Yüksek sıcaklıktaki fiksaj işlemlerine dayanımı oldukça iyidir. Fakat sıcak fiksaj yapılmış poliester kumaş yüksek sıcaklıklar altında çekme eğilimi gösterebilir (Anonim 2014).

2.3.11. Statik elektriklenmesi

Nem içeriğinin düşük olması ve yapısındaki elektriği iletecek polar grupların aktif olmaması nedeniyle statik elektriklenme problemi vardır.

2.3.12. Alev alma yeteneği

Aleve yaklaştırıldığında erimeye başlar. Ateşle temasa geçtiğinde ise siyahî, sert bir artık bırakarak yanar (Karahan ve Mangut 2017) (Anonim 2019ı).

7 2.4. Poliester Liflerinin Kimyasal Özellikleri

2.4.1. Poliester liflerine asitlerin etkisi

Poliester düşük konsantrasyonlardaki ve temperatürlerdeki mineral ve organik asitlerden oldukça az etkilenir ancak konsantre asitlerden zarar görür.

2.4.2. Poliester liflerine bazların etkisi

Poliester lifleri zayıf veya kuvvetli bazlarla ya da alkali tuzlarla normal temperatür ve konsantrasyonlarda zarar görmezler. %5’lik soda ise kaynama temperatüründe poliestere zarar verir fakat çözmez.

2.4.3. Poliester liflerine oksidasyon ve indirgen maddelerin etkisi

Hidrojen peroksit, sodyum hipoklorit ve sodyumhidrosülfit poliestere az da olsa zarar verir.

2.4.4. Poliester liflerine çözücülerin etkisi

Poliesterin temizlemede ve yağ gidermede kullanılan çözücülere (hidrokarbon ve klor içeren) karşı mukavemeti iyidir. Fakat oksijen bazlı çözücülere karşı dayanıklı değildir.

2.5. Poliester Liflerinin Kimyasal Yapısı

Bir asitle bir alkolün meydana getirdiği bileşiklere ester adı verilir. Poliester kelimesi, genel olarak bir dialkol ile bir dikarboksilli asitin polikondenzasyonu ile oluşan uzun zincirli polimerlere verilen addır. Bu zincirde ester (-CO-O-) grubu çok sayıda tekrarlanır (Karahan ve Mangut 2017).

8

Şekil 2.1. Poliester liflerinin kimyasal yapısı (Aniş 2005)

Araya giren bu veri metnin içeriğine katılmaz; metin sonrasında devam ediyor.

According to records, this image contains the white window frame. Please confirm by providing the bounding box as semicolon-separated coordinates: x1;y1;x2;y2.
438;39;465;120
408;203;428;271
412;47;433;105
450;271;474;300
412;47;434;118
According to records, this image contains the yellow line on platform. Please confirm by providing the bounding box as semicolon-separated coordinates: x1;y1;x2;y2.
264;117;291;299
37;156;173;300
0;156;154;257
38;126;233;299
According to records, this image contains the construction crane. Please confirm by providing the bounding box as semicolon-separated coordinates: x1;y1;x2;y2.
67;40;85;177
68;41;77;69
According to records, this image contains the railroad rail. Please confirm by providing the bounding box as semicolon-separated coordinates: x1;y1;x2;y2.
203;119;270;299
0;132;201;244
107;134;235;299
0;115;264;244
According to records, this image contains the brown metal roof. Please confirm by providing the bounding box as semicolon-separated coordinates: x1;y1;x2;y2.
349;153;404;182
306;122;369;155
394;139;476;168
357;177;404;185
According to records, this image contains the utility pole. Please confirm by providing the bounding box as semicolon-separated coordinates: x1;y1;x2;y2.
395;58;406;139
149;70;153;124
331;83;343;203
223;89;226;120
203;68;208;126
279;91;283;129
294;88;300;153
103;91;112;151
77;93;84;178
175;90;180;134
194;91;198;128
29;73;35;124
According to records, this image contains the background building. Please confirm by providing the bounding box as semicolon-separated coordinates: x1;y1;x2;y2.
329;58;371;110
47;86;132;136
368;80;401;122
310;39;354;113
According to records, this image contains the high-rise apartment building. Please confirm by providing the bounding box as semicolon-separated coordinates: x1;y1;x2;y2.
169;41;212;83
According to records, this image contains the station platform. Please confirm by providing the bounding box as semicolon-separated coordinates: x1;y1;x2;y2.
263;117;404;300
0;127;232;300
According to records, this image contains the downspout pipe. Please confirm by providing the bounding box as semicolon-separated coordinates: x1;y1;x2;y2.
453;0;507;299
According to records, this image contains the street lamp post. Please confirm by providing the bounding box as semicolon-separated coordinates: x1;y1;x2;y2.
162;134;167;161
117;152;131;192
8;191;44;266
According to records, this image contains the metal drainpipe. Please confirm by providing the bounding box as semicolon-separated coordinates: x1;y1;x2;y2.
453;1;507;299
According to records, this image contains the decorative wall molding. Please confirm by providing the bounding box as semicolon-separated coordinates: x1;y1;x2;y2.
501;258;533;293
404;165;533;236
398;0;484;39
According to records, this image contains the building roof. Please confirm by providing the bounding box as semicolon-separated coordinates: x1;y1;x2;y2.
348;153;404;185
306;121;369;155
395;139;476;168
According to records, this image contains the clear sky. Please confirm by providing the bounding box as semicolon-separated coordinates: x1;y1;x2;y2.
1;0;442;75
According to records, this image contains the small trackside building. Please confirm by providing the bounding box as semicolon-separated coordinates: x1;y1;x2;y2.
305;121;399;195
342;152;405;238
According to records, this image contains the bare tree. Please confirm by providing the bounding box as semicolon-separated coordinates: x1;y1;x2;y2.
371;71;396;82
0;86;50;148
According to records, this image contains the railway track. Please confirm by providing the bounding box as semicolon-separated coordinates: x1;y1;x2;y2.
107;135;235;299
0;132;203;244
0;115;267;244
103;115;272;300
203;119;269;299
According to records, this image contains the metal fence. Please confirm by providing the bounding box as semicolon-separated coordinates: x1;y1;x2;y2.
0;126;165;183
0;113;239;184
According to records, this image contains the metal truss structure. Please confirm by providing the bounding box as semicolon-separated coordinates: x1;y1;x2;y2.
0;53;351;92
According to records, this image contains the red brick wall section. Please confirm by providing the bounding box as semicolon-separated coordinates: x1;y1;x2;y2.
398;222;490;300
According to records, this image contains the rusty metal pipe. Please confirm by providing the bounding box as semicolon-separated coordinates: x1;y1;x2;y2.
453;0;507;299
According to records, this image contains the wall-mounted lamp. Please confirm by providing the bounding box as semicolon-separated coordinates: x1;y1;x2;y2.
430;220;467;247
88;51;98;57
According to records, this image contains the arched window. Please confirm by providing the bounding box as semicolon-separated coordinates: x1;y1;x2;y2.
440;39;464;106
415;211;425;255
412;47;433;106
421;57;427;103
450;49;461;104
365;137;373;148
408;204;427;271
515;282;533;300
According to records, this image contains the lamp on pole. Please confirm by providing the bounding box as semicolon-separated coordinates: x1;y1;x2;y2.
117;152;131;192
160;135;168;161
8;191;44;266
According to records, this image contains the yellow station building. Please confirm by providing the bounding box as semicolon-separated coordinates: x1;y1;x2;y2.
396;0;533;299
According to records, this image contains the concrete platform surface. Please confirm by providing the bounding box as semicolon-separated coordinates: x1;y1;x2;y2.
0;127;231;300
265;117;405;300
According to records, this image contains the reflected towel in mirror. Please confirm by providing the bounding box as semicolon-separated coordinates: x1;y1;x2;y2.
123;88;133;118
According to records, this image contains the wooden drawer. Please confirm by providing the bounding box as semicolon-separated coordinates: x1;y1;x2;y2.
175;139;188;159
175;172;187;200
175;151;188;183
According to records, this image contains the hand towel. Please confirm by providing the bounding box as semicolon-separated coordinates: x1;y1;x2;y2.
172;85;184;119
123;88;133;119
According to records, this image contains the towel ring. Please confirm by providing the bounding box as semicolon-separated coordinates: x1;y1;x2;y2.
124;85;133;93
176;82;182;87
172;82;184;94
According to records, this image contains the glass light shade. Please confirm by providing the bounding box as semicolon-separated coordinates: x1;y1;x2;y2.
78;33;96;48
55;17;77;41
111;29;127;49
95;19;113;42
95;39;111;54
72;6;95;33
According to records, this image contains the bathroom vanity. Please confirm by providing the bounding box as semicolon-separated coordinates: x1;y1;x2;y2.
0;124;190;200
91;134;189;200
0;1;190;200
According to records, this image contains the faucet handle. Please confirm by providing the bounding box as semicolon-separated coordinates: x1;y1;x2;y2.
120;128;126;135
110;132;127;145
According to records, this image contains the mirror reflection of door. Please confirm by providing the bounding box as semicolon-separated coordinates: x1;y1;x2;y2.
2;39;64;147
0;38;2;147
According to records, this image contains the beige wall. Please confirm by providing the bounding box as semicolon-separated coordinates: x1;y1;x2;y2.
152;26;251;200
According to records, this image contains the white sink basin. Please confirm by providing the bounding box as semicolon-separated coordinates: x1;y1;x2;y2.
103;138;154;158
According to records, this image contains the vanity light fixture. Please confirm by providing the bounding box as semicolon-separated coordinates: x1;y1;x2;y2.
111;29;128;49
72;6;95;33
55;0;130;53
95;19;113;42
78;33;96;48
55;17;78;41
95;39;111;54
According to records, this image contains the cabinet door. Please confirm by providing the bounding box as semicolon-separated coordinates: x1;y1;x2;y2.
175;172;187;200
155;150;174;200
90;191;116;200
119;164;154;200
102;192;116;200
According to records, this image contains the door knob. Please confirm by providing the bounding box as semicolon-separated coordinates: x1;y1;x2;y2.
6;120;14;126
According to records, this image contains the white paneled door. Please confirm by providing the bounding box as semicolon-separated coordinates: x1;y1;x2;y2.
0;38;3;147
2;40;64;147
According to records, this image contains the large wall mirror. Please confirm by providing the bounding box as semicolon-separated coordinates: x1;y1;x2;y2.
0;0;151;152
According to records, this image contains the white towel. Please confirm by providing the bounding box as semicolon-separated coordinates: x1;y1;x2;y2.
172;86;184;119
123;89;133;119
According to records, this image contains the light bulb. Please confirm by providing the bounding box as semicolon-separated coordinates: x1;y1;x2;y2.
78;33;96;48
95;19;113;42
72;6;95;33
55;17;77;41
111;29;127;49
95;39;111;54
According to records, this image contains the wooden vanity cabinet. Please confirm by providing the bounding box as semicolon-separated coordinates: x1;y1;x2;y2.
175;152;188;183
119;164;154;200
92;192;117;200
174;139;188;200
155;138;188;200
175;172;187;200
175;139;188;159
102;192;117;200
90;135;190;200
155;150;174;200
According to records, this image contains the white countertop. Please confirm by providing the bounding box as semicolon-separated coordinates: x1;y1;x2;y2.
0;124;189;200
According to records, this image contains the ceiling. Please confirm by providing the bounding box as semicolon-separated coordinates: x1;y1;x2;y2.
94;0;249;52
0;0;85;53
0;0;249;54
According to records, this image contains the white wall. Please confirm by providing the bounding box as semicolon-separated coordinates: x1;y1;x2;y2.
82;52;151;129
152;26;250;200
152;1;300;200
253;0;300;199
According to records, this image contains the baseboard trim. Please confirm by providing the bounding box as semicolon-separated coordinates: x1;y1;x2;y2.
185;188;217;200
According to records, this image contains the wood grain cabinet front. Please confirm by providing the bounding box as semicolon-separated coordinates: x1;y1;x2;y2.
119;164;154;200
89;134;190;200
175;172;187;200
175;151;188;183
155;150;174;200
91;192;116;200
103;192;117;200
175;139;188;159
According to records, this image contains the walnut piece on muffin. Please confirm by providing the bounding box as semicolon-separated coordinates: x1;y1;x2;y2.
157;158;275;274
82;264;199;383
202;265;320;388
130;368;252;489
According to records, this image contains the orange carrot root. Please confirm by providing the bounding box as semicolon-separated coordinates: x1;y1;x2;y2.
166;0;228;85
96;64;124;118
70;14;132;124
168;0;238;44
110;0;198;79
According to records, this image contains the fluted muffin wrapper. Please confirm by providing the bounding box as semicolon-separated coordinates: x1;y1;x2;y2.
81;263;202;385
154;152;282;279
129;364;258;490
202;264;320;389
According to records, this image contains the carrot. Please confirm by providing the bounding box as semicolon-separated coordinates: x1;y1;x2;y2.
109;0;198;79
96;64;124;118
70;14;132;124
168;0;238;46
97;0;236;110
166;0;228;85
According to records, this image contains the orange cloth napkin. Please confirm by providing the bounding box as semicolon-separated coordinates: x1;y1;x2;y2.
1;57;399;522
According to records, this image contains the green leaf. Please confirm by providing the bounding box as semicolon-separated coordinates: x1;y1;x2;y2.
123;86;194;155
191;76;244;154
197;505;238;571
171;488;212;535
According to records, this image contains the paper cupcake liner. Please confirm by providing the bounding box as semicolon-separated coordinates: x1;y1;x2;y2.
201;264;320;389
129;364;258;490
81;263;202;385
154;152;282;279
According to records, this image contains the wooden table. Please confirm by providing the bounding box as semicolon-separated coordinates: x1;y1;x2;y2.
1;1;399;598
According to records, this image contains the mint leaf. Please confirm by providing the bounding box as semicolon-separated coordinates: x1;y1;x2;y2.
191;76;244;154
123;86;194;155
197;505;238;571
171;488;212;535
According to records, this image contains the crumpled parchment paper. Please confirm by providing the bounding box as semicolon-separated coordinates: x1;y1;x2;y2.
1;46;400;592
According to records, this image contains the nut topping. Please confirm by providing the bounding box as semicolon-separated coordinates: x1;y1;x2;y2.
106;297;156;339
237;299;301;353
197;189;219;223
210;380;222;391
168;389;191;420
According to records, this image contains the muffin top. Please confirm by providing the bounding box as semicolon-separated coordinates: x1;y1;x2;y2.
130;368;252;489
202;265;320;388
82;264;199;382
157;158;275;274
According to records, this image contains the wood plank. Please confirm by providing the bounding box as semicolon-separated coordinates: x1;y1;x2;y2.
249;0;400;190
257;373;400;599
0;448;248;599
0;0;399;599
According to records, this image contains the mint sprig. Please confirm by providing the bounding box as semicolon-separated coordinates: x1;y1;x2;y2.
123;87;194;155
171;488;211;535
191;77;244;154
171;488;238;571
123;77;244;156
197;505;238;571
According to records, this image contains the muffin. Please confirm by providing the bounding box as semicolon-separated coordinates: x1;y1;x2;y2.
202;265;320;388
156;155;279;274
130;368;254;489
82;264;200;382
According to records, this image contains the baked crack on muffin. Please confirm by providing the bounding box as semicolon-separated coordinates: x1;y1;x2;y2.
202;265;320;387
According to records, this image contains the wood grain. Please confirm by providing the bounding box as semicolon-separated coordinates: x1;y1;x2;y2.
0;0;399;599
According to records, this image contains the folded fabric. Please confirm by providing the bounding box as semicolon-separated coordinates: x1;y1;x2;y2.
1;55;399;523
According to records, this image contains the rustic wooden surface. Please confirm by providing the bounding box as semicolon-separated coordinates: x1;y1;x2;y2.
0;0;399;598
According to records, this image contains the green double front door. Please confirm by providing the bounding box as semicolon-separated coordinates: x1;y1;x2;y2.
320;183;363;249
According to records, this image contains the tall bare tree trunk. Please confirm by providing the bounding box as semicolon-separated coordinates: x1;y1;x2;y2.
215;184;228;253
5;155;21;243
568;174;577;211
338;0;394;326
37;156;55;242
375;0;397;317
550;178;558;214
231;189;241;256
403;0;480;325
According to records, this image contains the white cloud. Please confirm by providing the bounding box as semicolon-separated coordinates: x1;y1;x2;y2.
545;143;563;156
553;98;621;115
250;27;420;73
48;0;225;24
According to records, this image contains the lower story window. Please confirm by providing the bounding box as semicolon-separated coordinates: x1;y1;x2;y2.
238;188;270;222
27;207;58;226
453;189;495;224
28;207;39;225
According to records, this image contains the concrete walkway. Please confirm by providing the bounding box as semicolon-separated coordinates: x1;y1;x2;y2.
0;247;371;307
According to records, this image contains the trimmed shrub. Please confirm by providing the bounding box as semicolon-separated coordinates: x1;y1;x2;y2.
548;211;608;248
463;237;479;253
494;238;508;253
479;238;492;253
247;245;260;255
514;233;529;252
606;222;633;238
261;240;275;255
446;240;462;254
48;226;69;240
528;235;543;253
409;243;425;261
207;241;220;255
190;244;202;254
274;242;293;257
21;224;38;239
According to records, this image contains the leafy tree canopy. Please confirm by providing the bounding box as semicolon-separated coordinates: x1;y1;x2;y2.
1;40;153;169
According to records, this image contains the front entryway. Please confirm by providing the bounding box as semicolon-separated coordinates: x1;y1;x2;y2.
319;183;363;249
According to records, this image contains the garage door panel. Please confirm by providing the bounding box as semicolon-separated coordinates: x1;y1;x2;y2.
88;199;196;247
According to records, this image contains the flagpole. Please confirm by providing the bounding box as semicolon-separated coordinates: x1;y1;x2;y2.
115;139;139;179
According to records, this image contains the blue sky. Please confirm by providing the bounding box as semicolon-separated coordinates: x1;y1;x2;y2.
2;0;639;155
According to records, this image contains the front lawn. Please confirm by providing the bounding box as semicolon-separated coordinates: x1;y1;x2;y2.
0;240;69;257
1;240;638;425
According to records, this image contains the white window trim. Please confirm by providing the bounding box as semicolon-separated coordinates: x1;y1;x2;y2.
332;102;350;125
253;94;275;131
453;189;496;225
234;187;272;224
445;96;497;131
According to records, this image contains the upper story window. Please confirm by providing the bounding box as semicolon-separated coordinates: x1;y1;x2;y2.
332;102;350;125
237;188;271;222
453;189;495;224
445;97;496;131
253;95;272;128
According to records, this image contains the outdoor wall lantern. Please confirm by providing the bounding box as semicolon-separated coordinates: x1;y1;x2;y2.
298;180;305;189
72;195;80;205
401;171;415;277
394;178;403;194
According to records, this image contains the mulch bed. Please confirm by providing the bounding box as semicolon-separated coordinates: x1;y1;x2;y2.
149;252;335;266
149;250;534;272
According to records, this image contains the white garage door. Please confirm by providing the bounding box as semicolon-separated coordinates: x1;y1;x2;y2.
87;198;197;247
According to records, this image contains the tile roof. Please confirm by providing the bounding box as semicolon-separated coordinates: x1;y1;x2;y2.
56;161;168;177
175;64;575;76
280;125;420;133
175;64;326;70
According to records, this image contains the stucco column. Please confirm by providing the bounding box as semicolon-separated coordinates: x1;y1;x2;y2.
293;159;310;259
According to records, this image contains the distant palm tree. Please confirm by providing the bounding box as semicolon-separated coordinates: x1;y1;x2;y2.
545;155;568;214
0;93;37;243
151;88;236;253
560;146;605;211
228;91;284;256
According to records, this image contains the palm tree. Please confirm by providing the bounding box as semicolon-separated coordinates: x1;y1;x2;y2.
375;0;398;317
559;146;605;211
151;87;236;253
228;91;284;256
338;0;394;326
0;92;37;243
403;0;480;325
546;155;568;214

2.6. Poliester Liflerinin Boyanma Yöntemleri

Poliester liflerinin boyanmasında dispers boyarmaddeler, azoik boyarmaddeler ve küp boyarmaddeler kullanılmaktadır. Poliester lifinin yüksek kristalinite ve belirgin hidrofob özelliği göstermesi büyük moleküllü boyarmaddelerin lif içerisine kolayca nüfuz etmesini önler. Lifler aktif grup içermediği için boyarmadde anyon ve katyonlarını da bağlayamaz. Poliester liflerinin boyanması esnasında en çok kullanılan boyarmadde, dispers boyarmaddelerdir (Özcan 1976).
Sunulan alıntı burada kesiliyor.